I’m not sure this section will make it into the paper in its entirety, though I do think it is important to highlight the serious hurdles in getting access to data for research on research.
This step of the methods was certainly the most time-consuming part of the study!
Methods: citation data
This study required citation counts for thousands of articles identified through PubMed IDs. At the time of data collection, neither Thomson Reuter’s Web of Science nor Google Scholar supported this type of query. It was (and is) supported by Elsevier’s Scopus citation database. Alas, none of our affiliated institutions subscribed to Scopus. Scopus does not offer individual subscriptions, and a personal email to a Scopus Product Manager went unanswered.
One author (HAP) attempted to use the British Library’s walk-in access of Scopus on its Reading Room computers during a trip overseas. Unfortunately, the British Library did not permit any method of electronic transfer of our PubMed identifier list onto the Reading Room computers, including internet document access, transferring a text file from a USB drive, or using the help desk as an intermediary (see related policies). The Library was not willing to permit an exception in this case, and we were unwilling to manually type ten thousand PubMed identifiers into the Scopus search box in the Reading Room.

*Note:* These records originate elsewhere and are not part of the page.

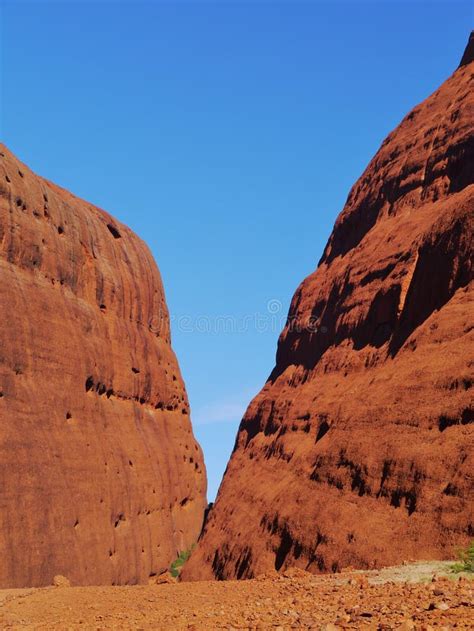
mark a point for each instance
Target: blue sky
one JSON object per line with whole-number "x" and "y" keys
{"x": 227, "y": 135}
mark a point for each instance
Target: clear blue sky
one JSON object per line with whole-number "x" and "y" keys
{"x": 227, "y": 135}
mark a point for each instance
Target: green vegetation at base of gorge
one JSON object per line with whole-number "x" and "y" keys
{"x": 466, "y": 559}
{"x": 178, "y": 563}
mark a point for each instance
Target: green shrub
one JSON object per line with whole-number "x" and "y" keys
{"x": 178, "y": 563}
{"x": 466, "y": 559}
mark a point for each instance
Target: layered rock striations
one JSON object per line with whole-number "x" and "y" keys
{"x": 101, "y": 479}
{"x": 359, "y": 450}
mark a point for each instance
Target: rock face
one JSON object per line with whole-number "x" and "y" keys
{"x": 101, "y": 479}
{"x": 359, "y": 450}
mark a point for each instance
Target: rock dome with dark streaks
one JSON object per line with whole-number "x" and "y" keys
{"x": 359, "y": 450}
{"x": 101, "y": 479}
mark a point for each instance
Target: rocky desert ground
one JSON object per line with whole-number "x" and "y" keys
{"x": 418, "y": 597}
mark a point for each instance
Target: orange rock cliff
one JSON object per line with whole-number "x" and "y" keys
{"x": 101, "y": 479}
{"x": 359, "y": 450}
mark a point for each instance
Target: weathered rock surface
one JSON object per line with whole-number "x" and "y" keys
{"x": 359, "y": 450}
{"x": 101, "y": 479}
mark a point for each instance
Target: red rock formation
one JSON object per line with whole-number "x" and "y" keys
{"x": 101, "y": 479}
{"x": 359, "y": 450}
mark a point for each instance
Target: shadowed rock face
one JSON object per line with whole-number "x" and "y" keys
{"x": 101, "y": 479}
{"x": 359, "y": 450}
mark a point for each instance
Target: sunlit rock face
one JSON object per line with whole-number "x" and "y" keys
{"x": 101, "y": 479}
{"x": 359, "y": 450}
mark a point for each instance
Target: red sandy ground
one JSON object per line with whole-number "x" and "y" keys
{"x": 382, "y": 600}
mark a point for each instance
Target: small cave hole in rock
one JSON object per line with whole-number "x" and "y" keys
{"x": 322, "y": 431}
{"x": 114, "y": 232}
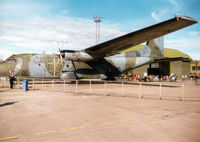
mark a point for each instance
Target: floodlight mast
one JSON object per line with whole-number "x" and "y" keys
{"x": 97, "y": 20}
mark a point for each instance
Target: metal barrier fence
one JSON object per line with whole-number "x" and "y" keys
{"x": 160, "y": 90}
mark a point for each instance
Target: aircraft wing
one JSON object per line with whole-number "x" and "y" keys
{"x": 118, "y": 44}
{"x": 171, "y": 59}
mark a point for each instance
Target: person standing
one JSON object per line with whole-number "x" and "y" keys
{"x": 11, "y": 77}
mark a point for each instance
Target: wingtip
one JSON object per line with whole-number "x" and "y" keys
{"x": 187, "y": 18}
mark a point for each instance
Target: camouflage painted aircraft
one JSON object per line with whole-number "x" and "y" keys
{"x": 102, "y": 61}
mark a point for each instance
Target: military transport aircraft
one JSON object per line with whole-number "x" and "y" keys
{"x": 101, "y": 61}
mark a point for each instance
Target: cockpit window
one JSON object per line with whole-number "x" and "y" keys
{"x": 10, "y": 59}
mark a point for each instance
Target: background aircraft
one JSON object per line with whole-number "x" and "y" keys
{"x": 102, "y": 61}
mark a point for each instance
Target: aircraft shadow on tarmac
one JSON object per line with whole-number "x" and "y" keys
{"x": 6, "y": 104}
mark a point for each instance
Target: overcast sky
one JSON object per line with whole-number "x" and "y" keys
{"x": 33, "y": 26}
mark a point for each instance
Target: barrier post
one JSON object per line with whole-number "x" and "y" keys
{"x": 64, "y": 86}
{"x": 42, "y": 85}
{"x": 140, "y": 90}
{"x": 3, "y": 83}
{"x": 17, "y": 84}
{"x": 160, "y": 91}
{"x": 33, "y": 84}
{"x": 105, "y": 88}
{"x": 122, "y": 89}
{"x": 90, "y": 87}
{"x": 183, "y": 92}
{"x": 53, "y": 85}
{"x": 76, "y": 89}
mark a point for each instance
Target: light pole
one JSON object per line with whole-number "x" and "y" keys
{"x": 97, "y": 20}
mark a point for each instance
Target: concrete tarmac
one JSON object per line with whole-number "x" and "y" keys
{"x": 46, "y": 116}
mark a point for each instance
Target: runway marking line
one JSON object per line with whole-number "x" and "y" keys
{"x": 107, "y": 123}
{"x": 167, "y": 113}
{"x": 150, "y": 116}
{"x": 78, "y": 128}
{"x": 131, "y": 119}
{"x": 9, "y": 138}
{"x": 47, "y": 132}
{"x": 195, "y": 108}
{"x": 182, "y": 110}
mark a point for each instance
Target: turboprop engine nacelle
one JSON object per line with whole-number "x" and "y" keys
{"x": 77, "y": 56}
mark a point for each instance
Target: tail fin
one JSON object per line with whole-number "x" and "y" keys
{"x": 157, "y": 47}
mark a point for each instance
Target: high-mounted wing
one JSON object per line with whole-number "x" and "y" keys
{"x": 116, "y": 45}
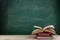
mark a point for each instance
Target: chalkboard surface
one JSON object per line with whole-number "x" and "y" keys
{"x": 21, "y": 15}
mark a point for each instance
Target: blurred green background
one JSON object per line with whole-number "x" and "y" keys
{"x": 19, "y": 16}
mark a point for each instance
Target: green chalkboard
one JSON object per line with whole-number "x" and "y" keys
{"x": 19, "y": 16}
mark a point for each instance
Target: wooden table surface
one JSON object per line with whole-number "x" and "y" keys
{"x": 23, "y": 37}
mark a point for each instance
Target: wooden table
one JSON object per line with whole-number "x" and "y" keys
{"x": 23, "y": 37}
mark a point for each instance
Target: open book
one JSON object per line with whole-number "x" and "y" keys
{"x": 49, "y": 28}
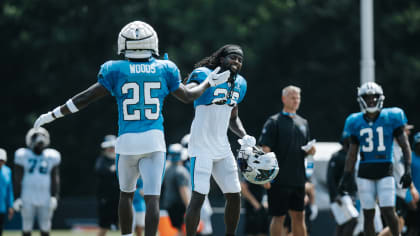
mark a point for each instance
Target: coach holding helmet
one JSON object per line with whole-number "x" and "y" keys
{"x": 284, "y": 134}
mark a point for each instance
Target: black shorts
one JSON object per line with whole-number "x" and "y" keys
{"x": 2, "y": 217}
{"x": 176, "y": 214}
{"x": 401, "y": 207}
{"x": 413, "y": 217}
{"x": 283, "y": 199}
{"x": 256, "y": 221}
{"x": 108, "y": 213}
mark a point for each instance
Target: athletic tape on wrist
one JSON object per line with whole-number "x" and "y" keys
{"x": 57, "y": 112}
{"x": 71, "y": 106}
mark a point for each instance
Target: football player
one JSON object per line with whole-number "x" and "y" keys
{"x": 139, "y": 84}
{"x": 36, "y": 181}
{"x": 216, "y": 111}
{"x": 372, "y": 131}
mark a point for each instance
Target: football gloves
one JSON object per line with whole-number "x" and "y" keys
{"x": 406, "y": 179}
{"x": 216, "y": 79}
{"x": 53, "y": 203}
{"x": 17, "y": 205}
{"x": 44, "y": 119}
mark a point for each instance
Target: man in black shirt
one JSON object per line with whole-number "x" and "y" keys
{"x": 284, "y": 134}
{"x": 107, "y": 192}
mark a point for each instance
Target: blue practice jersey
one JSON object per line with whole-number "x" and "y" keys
{"x": 140, "y": 89}
{"x": 214, "y": 95}
{"x": 375, "y": 138}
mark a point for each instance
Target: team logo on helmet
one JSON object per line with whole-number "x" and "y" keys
{"x": 36, "y": 136}
{"x": 370, "y": 89}
{"x": 256, "y": 166}
{"x": 138, "y": 40}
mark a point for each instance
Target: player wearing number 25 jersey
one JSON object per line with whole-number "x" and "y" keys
{"x": 139, "y": 84}
{"x": 371, "y": 134}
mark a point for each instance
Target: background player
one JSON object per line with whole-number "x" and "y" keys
{"x": 139, "y": 84}
{"x": 6, "y": 191}
{"x": 107, "y": 191}
{"x": 371, "y": 132}
{"x": 209, "y": 148}
{"x": 36, "y": 181}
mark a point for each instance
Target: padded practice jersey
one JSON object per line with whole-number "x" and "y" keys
{"x": 36, "y": 182}
{"x": 375, "y": 138}
{"x": 139, "y": 89}
{"x": 212, "y": 115}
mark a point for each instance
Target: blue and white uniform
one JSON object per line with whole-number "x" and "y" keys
{"x": 36, "y": 186}
{"x": 375, "y": 139}
{"x": 139, "y": 89}
{"x": 209, "y": 145}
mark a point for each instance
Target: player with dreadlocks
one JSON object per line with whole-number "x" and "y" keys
{"x": 216, "y": 110}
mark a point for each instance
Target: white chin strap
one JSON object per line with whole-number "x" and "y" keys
{"x": 372, "y": 109}
{"x": 138, "y": 54}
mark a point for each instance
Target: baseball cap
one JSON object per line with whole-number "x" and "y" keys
{"x": 3, "y": 155}
{"x": 416, "y": 138}
{"x": 109, "y": 141}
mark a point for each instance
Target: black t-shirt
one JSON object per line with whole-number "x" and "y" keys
{"x": 285, "y": 136}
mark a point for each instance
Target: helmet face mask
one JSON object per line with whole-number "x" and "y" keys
{"x": 370, "y": 97}
{"x": 138, "y": 40}
{"x": 258, "y": 167}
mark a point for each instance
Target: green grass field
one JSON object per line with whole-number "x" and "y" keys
{"x": 60, "y": 233}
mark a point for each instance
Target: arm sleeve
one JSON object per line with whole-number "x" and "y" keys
{"x": 10, "y": 197}
{"x": 197, "y": 76}
{"x": 174, "y": 76}
{"x": 269, "y": 134}
{"x": 242, "y": 93}
{"x": 106, "y": 78}
{"x": 331, "y": 183}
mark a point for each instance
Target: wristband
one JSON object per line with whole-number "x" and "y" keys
{"x": 71, "y": 106}
{"x": 57, "y": 112}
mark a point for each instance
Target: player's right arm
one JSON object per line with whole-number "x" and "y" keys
{"x": 188, "y": 93}
{"x": 73, "y": 105}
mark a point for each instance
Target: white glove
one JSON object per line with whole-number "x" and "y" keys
{"x": 53, "y": 203}
{"x": 216, "y": 79}
{"x": 247, "y": 141}
{"x": 17, "y": 205}
{"x": 43, "y": 119}
{"x": 314, "y": 212}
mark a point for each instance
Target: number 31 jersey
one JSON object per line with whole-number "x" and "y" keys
{"x": 212, "y": 115}
{"x": 139, "y": 89}
{"x": 36, "y": 182}
{"x": 375, "y": 138}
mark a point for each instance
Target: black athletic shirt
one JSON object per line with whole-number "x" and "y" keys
{"x": 285, "y": 136}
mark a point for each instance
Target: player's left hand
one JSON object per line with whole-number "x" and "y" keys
{"x": 44, "y": 119}
{"x": 406, "y": 179}
{"x": 247, "y": 141}
{"x": 53, "y": 203}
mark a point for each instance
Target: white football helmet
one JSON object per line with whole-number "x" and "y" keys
{"x": 37, "y": 135}
{"x": 256, "y": 166}
{"x": 370, "y": 88}
{"x": 138, "y": 40}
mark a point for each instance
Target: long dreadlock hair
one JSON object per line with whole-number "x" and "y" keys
{"x": 213, "y": 60}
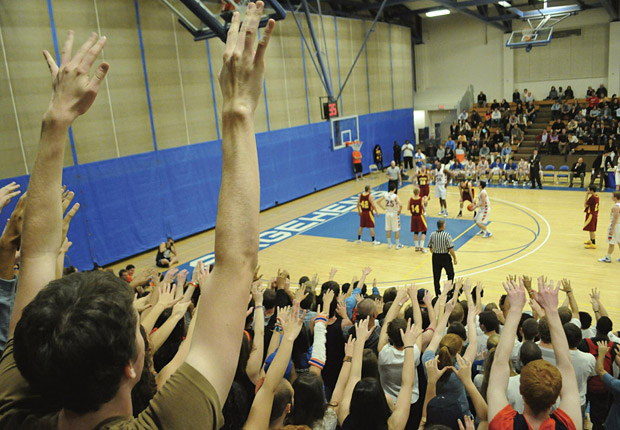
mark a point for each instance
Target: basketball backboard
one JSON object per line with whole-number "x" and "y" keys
{"x": 530, "y": 37}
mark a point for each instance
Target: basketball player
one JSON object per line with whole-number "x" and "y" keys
{"x": 467, "y": 191}
{"x": 470, "y": 169}
{"x": 423, "y": 181}
{"x": 417, "y": 205}
{"x": 523, "y": 170}
{"x": 366, "y": 207}
{"x": 440, "y": 187}
{"x": 613, "y": 234}
{"x": 483, "y": 168}
{"x": 591, "y": 211}
{"x": 393, "y": 207}
{"x": 484, "y": 210}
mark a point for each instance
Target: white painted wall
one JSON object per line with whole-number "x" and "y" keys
{"x": 459, "y": 51}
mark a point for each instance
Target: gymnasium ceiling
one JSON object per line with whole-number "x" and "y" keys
{"x": 411, "y": 12}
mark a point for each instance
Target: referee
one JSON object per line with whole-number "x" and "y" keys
{"x": 440, "y": 244}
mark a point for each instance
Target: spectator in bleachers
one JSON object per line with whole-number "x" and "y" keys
{"x": 556, "y": 108}
{"x": 496, "y": 118}
{"x": 553, "y": 94}
{"x": 529, "y": 98}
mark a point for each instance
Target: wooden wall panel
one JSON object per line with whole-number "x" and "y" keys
{"x": 125, "y": 79}
{"x": 295, "y": 87}
{"x": 360, "y": 75}
{"x": 163, "y": 74}
{"x": 196, "y": 87}
{"x": 93, "y": 132}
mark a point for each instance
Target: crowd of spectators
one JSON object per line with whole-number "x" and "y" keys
{"x": 225, "y": 349}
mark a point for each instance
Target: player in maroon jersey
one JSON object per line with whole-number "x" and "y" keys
{"x": 468, "y": 194}
{"x": 591, "y": 210}
{"x": 418, "y": 220}
{"x": 423, "y": 183}
{"x": 366, "y": 207}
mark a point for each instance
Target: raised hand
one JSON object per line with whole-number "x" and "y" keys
{"x": 547, "y": 295}
{"x": 291, "y": 320}
{"x": 241, "y": 77}
{"x": 432, "y": 370}
{"x": 411, "y": 335}
{"x": 361, "y": 330}
{"x": 349, "y": 347}
{"x": 257, "y": 292}
{"x": 516, "y": 294}
{"x": 73, "y": 89}
{"x": 166, "y": 296}
{"x": 169, "y": 276}
{"x": 7, "y": 193}
{"x": 464, "y": 369}
{"x": 13, "y": 230}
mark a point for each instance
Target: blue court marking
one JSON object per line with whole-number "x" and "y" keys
{"x": 345, "y": 227}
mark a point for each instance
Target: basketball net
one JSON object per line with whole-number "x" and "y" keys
{"x": 356, "y": 144}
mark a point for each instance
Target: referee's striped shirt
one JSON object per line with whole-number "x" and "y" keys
{"x": 440, "y": 242}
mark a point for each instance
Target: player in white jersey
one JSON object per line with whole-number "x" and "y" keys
{"x": 441, "y": 180}
{"x": 484, "y": 210}
{"x": 470, "y": 169}
{"x": 613, "y": 234}
{"x": 523, "y": 171}
{"x": 393, "y": 208}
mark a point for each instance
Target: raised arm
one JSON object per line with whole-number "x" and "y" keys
{"x": 260, "y": 412}
{"x": 400, "y": 414}
{"x": 221, "y": 318}
{"x": 73, "y": 92}
{"x": 401, "y": 296}
{"x": 255, "y": 361}
{"x": 568, "y": 289}
{"x": 500, "y": 370}
{"x": 362, "y": 333}
{"x": 547, "y": 297}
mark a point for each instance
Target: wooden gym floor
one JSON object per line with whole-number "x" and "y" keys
{"x": 535, "y": 232}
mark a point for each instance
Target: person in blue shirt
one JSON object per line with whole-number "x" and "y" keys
{"x": 450, "y": 143}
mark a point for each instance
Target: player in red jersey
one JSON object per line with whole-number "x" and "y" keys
{"x": 423, "y": 181}
{"x": 468, "y": 194}
{"x": 418, "y": 221}
{"x": 591, "y": 210}
{"x": 366, "y": 207}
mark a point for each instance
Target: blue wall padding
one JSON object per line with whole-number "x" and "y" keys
{"x": 131, "y": 204}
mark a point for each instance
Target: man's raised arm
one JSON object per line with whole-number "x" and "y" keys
{"x": 221, "y": 316}
{"x": 73, "y": 92}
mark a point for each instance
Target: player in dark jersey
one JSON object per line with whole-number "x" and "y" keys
{"x": 366, "y": 207}
{"x": 418, "y": 220}
{"x": 468, "y": 193}
{"x": 591, "y": 210}
{"x": 423, "y": 183}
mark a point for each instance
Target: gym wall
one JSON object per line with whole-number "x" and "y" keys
{"x": 145, "y": 161}
{"x": 459, "y": 51}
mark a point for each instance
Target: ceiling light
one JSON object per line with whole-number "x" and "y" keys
{"x": 438, "y": 12}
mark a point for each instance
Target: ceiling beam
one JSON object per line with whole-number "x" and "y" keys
{"x": 611, "y": 6}
{"x": 453, "y": 5}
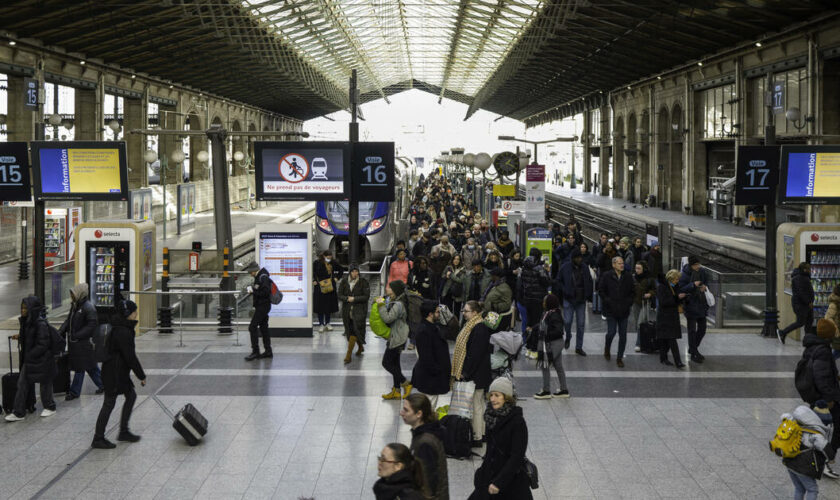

HAP eventually obtained Scopus access through a Research Worker agreement with Canada’s National Science Library (NRC-CISTI), after being fingerprinted to obtain a police clearance certificate (required because she’d recently lived in the USA for more than six months).
At the time of data collection the authors were not aware of any way to retrieve Scopus data through researcher-developed computer programs, so we queried and exported Scopus citation data manually through interaction with the Scopus website. The Scopus website had a limit to the length of query and the number of citations that could be exported at once. To work within these restrictions we concatenated up to 500 PubMed IDs at a time into 22 queries, where each query took the form “PMID(1234) OR PMID(5678) OR …”
Citation counts for
10694 papers were gathered from Scopus in November 2011.